Students who have difficulty with mathematics need many opportunities to respond to effective questions, explain their thinking, and receive feedback that allows them to improve their learning. To increase generalization of skills and flexibility in thinking mathematically, instructors need to ask questions that increase student engagement, that provide feedback, and that are linked to algebraic or higher level thinking and understanding (Cai & Knuth, 2005; Witzel, Mercer, & Miller, 2003). Specifically, beginning algebraic thinking, such as analyzing relationships, generalizing models, predicting, justifying, or noticing structure, can lead to greater gains in mathematics understanding in later years (Kieran, 2004).

**Following are guidelines for asking questions that will move student learning forward, increase student engagement, and offer immediate feedback.**

**Questioning**: The three main types of questions that should be used in mathematics are reversibility, flexibility, and generalization (Dougherty, Bryant, Bryant, Darrough, & Pfannenstiel, 2015).

**Reversibility questions** are those that change the direction of student thinking: for example, giving the student the answer and asking him or her to identify the correct equation. This type of question allows for multiple answers and gives students the opportunity to think about algorithms in different ways. Reversibility questions should be presented after the student has demonstrated mastery of a particular procedure or algorithm.
**Flexibility questions** support student understanding in finding multiple ways to solve a problem or in discerning relationships among problems. For example, the student might be asked to solve an addition problem using a specific strategy and then show or prove the answer using another method, such as a number line. Flexibility questions can be used during instruction to show relationships between similar problems or differences in models.
**Generalization question**s are those that ask students to create statements about patterns. In the past, instructors would explain algorithms or rules, and they did not afford students the opportunity to develop explanations on their own. To increase conceptual understanding, guided questions about patterns allow rules or generalizations to be “discovered” by the student. For instance, students are presented with a list of numbers multiplied by two and then asked to describe any patterns they notice (e.g., one factor is two, product is an even number, etc.). The use of generalization questions allows students to develop a deeper understanding of mathematics and to generalize their thinking to similar problems.

Regardless of the type of questions asked, instructors should use the questioning strategy to assess student understanding and then use the information obtained from the questioning to evaluate and adjust their instruction as necessary.

Teachers should involve all students in questioning. This involvement can be accomplished in several ways:

**First,** teachers may invite all students to respond to questioning through unison choral response. Although this is an easy way to encourage students to respond, it is important to ensure that all students are responding to the questions at the same time.

**Second**, teachers can use equity sticks. Teachers write each student’s name on an ice pop stick and then draw a stick for each question they ask. The student whose name appears on the stick answers the question. All students have the same chance to be called upon.

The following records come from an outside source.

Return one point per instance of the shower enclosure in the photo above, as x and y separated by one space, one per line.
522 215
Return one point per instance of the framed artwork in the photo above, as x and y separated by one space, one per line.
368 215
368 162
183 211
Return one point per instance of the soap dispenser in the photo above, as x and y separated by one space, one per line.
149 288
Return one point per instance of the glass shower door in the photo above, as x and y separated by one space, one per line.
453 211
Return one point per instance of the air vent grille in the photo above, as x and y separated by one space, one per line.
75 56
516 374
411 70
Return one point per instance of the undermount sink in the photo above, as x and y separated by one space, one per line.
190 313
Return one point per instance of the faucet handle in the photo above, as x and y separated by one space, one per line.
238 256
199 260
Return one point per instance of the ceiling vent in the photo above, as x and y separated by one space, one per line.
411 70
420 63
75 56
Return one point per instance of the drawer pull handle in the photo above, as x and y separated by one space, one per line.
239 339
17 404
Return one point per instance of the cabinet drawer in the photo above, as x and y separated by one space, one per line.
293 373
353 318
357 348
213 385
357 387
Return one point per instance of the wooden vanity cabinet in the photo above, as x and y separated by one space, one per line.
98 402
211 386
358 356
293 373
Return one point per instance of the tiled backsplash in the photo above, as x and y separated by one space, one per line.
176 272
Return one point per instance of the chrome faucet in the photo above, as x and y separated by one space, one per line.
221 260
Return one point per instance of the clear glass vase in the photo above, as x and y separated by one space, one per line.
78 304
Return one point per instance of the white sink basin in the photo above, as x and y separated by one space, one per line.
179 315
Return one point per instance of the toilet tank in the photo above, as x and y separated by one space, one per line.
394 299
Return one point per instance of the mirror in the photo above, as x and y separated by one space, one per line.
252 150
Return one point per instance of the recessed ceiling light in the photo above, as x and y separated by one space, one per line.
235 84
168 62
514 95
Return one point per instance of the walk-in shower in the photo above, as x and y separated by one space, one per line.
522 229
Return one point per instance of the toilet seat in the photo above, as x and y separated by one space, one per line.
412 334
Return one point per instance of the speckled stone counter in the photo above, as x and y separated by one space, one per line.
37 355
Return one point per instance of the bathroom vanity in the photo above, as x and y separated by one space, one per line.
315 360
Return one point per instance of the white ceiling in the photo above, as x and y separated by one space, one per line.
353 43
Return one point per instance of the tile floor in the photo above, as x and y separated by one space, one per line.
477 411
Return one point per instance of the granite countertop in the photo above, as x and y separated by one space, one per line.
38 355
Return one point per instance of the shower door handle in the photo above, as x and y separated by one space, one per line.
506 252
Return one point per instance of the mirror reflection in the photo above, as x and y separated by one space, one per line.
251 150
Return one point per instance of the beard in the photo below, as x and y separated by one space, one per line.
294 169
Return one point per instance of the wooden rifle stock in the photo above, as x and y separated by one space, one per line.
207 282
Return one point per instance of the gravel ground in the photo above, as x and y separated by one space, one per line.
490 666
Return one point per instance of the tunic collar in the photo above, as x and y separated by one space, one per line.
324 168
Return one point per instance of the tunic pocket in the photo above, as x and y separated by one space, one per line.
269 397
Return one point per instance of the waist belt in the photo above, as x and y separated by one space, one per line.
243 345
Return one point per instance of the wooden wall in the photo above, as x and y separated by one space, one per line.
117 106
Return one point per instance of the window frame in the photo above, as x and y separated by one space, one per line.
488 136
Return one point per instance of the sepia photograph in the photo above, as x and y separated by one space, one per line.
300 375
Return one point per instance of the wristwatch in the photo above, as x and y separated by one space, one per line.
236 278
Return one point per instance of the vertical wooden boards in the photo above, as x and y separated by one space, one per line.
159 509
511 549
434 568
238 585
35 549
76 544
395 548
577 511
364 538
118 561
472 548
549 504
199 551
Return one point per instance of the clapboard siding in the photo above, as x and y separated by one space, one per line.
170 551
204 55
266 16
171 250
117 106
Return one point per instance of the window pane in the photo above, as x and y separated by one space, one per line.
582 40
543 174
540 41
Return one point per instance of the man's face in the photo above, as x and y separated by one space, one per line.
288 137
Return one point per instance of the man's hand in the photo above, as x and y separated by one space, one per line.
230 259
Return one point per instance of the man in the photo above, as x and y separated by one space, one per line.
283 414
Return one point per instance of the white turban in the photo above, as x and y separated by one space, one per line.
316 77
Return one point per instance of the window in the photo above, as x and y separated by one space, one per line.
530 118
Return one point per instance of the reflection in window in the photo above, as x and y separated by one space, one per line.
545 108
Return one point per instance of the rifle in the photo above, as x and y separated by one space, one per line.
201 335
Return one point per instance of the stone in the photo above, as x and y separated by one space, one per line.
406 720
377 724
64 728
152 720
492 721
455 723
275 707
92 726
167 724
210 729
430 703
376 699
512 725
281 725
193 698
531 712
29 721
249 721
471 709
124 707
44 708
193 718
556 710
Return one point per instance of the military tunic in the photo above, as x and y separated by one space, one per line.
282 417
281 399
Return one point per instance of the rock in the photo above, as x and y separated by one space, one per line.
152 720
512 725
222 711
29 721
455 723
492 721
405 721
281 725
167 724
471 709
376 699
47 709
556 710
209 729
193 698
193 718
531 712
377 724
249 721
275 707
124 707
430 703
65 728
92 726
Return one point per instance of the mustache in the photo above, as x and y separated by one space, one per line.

**Third,** teachers may use response cards. Write “A,” “B,” and “C” on separate cards. The instructor asks a question and presents three answer choices. Students select their choice and hold up the response card indicating their answer.

**Fourth**, teachers may ask students to write their answers on whiteboards. Students hold up the answers so the instructor can check them for accuracy.

**Fifth,** teachers may invite students to create a model. Students then pair-share their creations to identify differences and similarities among the models and answers to the mathematical questions.

Teachers may need to individualize their questions for students to gain a better understanding of a particular student’s knowledge of the skill that is being taught.

**Feedback**: Providing students with both positive and corrective feedback is essential to their learning. It is important that students receive immediate feedback so that they do not continue to practice incorrectly. Students should also have an opportunity to practice/repeat the correct response after error correction has been provided (Archer & Hughes, 2011).